Extending Complex Logical Queries on Uncertain Knowledge Graphs
This addresses the challenge of handling uncertainty in knowledge graphs for applications like reasoning and query answering, representing an incremental improvement over prior work.
The paper tackles the problem of answering complex logical queries on uncertain knowledge graphs by proposing a neural symbolic approach with forward inference and backward calibration, achieving superior performance compared to existing methods.
The study of machine learning-based logical query answering enables reasoning with large-scale and incomplete knowledge graphs. This paper advances this area of research by addressing the uncertainty inherent in knowledge. While the uncertain nature of knowledge is widely recognized in the real world, it does not align seamlessly with the first-order logic that underpins existing studies.
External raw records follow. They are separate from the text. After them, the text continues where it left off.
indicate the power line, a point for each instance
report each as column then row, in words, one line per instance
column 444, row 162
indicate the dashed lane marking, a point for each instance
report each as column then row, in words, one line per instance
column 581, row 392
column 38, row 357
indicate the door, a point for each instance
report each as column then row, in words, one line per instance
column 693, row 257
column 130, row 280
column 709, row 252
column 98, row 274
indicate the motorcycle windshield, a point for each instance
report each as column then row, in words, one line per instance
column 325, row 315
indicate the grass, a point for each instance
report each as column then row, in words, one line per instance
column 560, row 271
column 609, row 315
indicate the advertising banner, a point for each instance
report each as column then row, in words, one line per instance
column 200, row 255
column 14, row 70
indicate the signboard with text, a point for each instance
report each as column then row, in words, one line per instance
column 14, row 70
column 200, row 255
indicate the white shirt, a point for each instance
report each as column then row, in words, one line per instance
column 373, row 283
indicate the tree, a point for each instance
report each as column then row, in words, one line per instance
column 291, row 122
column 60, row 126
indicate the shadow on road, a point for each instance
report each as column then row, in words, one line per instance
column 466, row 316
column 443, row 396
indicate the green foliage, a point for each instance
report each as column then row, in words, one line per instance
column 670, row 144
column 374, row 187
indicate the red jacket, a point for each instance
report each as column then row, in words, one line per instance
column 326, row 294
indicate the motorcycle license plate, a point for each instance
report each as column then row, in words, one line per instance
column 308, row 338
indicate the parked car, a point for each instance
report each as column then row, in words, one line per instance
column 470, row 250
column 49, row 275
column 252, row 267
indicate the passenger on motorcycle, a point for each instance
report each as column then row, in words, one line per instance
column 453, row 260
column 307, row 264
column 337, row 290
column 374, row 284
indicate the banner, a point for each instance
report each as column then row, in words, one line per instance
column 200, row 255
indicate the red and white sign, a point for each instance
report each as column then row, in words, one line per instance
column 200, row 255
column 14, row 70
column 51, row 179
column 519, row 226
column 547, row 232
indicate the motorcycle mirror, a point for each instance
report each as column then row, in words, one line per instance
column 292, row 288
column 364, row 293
To bridge this gap, we explore the soft queries on uncertain knowledge, inspired by the framework of soft constraint programming. We propose a neural symbolic approach that incorporates both forward inference and backward calibration to answer soft queries on large-scale, incomplete, and uncertain knowledge graphs. Theoretical discussions demonstrate that our method avoids catastrophic cascading errors in the forward inference while maintaining the same complexity as state-of-the-art symbolic methods for complex logical queries. Empirical results validate the superior performance of our backward calibration compared to extended query embedding methods and neural symbolic approaches.